‘Finding Our Way’ – A Danbury Public School Environmental Stewardship Program With Western Connecticut State University

A collaborative educational initiative between Western Connecticut State University (WCSU) Department of Biology and Danbury Public Schools, is aimed at enhancing STEM education through various programs and competitions that focus on environmental stewardship and watershed conservation. The initiative, called “Finding Our Way,” is supported by a previous grant from the National Oceanic and Atmospheric Administration (NOAA) and involves both middle and high school students in Danbury.

Middle school students participate in the Environmental Stewardship Competition, where they propose projects judged by high school teachers and WCSU professors. The winners are recognized in an awards ceremony.

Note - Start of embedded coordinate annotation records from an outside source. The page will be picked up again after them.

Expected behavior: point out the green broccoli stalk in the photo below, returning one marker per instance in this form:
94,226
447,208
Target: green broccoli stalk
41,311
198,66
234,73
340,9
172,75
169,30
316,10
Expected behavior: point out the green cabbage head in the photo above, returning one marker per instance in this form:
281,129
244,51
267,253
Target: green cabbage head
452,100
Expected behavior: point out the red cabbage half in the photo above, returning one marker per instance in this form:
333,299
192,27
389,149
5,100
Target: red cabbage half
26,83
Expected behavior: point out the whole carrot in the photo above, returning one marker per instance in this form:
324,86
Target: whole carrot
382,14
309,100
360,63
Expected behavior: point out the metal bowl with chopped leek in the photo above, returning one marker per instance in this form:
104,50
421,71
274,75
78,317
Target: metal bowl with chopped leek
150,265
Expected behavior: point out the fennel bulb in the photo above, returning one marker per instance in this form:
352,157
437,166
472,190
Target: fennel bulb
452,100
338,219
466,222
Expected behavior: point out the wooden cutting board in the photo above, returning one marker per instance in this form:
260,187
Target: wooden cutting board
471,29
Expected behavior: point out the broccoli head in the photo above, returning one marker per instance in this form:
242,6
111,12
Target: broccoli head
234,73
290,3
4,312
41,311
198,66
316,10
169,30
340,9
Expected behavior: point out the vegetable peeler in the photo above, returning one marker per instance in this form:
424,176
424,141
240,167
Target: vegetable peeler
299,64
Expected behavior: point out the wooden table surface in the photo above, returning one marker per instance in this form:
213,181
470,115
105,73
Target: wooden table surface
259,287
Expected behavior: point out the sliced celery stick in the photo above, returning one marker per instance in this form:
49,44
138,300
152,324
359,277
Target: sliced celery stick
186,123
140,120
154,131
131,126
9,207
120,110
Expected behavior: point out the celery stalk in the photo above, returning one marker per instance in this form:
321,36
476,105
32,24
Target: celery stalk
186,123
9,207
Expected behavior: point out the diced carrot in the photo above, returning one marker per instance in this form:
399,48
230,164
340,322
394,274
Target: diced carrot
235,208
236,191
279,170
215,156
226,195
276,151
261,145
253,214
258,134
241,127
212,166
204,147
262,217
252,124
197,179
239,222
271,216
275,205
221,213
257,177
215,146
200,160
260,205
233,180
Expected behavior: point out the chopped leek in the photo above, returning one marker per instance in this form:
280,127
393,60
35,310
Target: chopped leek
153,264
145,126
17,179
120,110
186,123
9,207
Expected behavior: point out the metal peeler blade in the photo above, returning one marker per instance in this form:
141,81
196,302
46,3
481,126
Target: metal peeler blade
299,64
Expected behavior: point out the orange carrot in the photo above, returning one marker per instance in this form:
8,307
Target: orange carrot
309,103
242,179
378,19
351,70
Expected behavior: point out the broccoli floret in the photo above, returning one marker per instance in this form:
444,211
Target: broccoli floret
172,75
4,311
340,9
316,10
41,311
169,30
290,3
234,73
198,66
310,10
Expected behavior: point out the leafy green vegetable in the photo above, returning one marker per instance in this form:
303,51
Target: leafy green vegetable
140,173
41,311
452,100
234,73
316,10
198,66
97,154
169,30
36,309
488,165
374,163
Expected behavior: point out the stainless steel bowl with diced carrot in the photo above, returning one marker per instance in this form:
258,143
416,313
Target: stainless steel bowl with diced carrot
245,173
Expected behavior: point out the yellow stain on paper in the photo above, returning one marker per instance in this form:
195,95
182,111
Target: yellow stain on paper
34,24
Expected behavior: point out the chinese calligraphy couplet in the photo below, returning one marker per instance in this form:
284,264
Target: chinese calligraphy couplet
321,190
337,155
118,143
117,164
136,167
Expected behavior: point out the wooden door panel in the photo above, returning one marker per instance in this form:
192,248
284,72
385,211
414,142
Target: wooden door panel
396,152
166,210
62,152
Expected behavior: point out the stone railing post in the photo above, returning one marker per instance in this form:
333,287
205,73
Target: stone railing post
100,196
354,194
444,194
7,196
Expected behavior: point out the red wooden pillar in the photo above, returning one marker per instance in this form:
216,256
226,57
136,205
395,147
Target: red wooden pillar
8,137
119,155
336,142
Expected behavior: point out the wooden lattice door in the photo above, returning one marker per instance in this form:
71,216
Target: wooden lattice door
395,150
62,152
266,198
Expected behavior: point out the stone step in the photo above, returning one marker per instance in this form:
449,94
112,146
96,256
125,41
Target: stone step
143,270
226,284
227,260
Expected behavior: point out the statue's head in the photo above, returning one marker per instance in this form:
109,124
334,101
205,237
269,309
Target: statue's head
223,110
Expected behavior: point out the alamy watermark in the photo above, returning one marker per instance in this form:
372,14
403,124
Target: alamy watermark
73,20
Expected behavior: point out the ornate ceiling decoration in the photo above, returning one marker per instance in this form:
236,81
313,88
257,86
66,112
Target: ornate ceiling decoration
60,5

This competition is part of a broader effort to integrate water resources and biodiversity into the middle school curriculum through hands-on activities.

High school students, particularly juniors and seniors, have opportunities for college readiness and career development through a spring/summer program developed by Dr. Theodora Pinou, Chairperson of the WCSU Biology Department. This includes an elective class in Aquatic Science at Danbury High School, participation in a separate Environmental Stewardship Competition, and paid positions as Spring/Summer Watershed Steward Ambassadors.

The partnership has been beneficial for teachers as well, providing them with access to collegiate expertise and professional development opportunities to enhance their instruction and integrate ocean and watershed literacy into their curriculum. These initiatives foster a deeper understanding of environmental stewardship among students and align with project-based learning models that emphasize real-world application of scientific concepts.

Overall, the collaboration between WCSU and Danbury Public Schools enriches STEM education, fosters environmental awareness, and prepares students for future careers in science-related fields, while also engaging them in meaningful watershed educational experiences.